Ellen DeGeneres : La philosophie selon Ellen
Scène

Ellen DeGeneres : La philosophie selon Ellen

Pendant plus de soixante minutes, Ellen DeGeneres a livré un humour simple, brillant et imaginatif. Un comique prenant sa source dans l’observation des habitudes de la nature humaine qui, elle, n’est pas toujours… gaie.

Dès les premières minutes de son one woman show, jeudi dernier à la Place des Arts, la comédienne Ellen DeGeneres a mis cartes sur table: «En passant, je suis lesbienne. Toutefois, ne comptez pas sur moi pour vous parler de mon orientation sexuelle toute la soirée. Je ne dirai pas un mot sur ce sujet. Pas un mot, sauf peut-être… quelques gestes!» Sur ce, l’humoriste américaine interprète une courte chorégraphie résumant ce qu’elle a vécu depuis sa (très largement médiatisée) sortie du placard, en mai 1997!
Les gens qui s’attendaient à un show pro-gais ou encore à une séance de règlements de comptes avec la droite morale américaine auront été déçus. Par contre, les amateurs d’humour fin et intelligent ont été ravis.
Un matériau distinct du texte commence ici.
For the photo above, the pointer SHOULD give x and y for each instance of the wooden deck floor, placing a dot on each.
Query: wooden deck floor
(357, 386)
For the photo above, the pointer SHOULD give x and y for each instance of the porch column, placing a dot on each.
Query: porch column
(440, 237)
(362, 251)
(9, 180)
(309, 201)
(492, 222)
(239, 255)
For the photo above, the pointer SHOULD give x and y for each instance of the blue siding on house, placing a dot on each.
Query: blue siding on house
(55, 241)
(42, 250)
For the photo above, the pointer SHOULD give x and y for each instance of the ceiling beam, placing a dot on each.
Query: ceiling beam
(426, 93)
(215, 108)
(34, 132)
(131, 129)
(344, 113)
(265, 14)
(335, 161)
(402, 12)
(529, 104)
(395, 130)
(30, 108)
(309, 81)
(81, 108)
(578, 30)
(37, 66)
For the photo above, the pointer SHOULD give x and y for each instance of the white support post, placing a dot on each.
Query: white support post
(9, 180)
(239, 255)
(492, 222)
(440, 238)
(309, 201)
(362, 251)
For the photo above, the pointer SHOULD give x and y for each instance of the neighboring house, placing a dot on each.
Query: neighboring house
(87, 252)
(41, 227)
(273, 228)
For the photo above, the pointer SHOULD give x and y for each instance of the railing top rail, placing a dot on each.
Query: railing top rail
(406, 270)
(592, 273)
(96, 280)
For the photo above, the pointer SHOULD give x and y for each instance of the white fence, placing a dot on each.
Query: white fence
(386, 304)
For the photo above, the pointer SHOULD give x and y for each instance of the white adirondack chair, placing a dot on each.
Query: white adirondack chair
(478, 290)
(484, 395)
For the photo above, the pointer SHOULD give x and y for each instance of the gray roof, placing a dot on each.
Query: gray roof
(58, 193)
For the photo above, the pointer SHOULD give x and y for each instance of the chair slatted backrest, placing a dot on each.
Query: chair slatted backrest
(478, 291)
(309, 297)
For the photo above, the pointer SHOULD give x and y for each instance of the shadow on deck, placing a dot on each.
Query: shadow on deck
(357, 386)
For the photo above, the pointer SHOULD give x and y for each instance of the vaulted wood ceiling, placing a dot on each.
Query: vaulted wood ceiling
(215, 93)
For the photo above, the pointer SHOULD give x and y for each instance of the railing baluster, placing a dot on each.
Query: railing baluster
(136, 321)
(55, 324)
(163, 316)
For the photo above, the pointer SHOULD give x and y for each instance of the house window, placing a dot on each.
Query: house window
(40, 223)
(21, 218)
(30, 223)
Car ils ont pu voir une des meilleures artistes de stand-up comic en Amérique du Nord (dans la lignée des Jerry Seinfeld et Robin Williams), qui remontait sur scène après sept ans d’absence.
Pendant plus de soixante minutes, Ellen DeGeneres a livré un humour simple, brillant et imaginatif. Un comique prenant sa source dans l’observation des habitudes de la nature humaine qui, elle, n’est pas toujours… gaie. Sans décor ni éclairages, avec pour uniques accessoires un micro et une bouteille d’eau, Ellen DeGeneres a donné une magnifique leçon de stand-up pur.
Son spectacle solo, qui fait actuellement l’objet d’une tournée de 43 villes nord-américaines, met grandement à profit le charisme, la précision et le sens de la répartie de la vedette de la défunte sitcom Ellen sur le réseau ABC. Les textes, rigoureusement écrits, abordent divers sujets, ancrés dans le quotidien. Entre les lignes, sans jamais appuyer sur le message, ces numéros exposent le versant absurde de l’américanité: le vide existentiel qui est devenu l’épée de Damoclès au-dessus de la tête du surconsommateur.
Par exemple, cette résidante de Los Angeles, qui découvre la paix intérieure mais ne change aucunement son comportement extérieur, finira par provoquer une émeute dans un supermarch. Au pays où les citoyens poursuivent les entreprises qui omettent d’indiquer «Ce contenu est chaud» sur les couvercles à café, la comédienne ironise sur les travers du marketing. Pourquoi les compagnies de shampoing inscrivent-elles toujours le mode d’emploi sur les bouteilles avec un numéro 1 800 au cas où ces indications seraient insuffisantes? «Non, vous NE devez PAS en appliquer sur les yeux… Merci d’avoir appelé Revlon!» Et même Dieu – que DeGeneres imagine comme une belle femme noire dans la quarantaine habitant une villa pleine de lumière à Malibu – parlera de la nouvelle coupe de cheveux de Gloria Estefan (un running gag) pour éviter les considérations métaphysiques…
Ellen DeGeneres ironise sur les peurs, les phobies, les angoisses et les crises existentielles de l’homme et de la femme à l’ère de Blockbuster et de la cyberdépendance. Certains diront que ses préoccupations sont trop américaines, voire californiennes. Certes. Mais tout comme Guy Bedos traite de sujets très français et qu’Yvon Deschamps, touche à des thèmes québécois.
Après son spectacle, la comédienne a tenu une conférence impromptue. Elle a invité les spectateurs et les spectatrices à lui poser des questions. Elle s’est prêtée au jeu avec simplicité et respect, répondant à toutes sortes de choses: Veut-elle avoir des enfants avec sa blonde, l’actrice Anne Heche? «Non, j’aime mieux m’occuper des enfants des autres.» La reverra-t-on un jour à la télé? «J’attends la réponse d’un diffuseur pour un pilote qui s’inspire du Carol Burnett Show, une de mes humoristes préférées.»
C’était le tout premier spectacle d’Ellen DeGeneres à Montréal. À en juger par la réaction du public de la salle Wilfrid-Pelletier (pas vraiment le lieu idéal pour ce genre de show), l’humoriste reviendra sûrement en ville. Au Festival Juste pour rire, par exemple, qui coproduisait le spectacle avec Rubin Fogel. Le clan Rozon devrait l’inviter à l’un des galas Just for Laughs, cet été, ou la présenter dans une série anglophone. Le publi québécois pourrait ainsi (re)découvrir cette grande dame de la comédie made in America.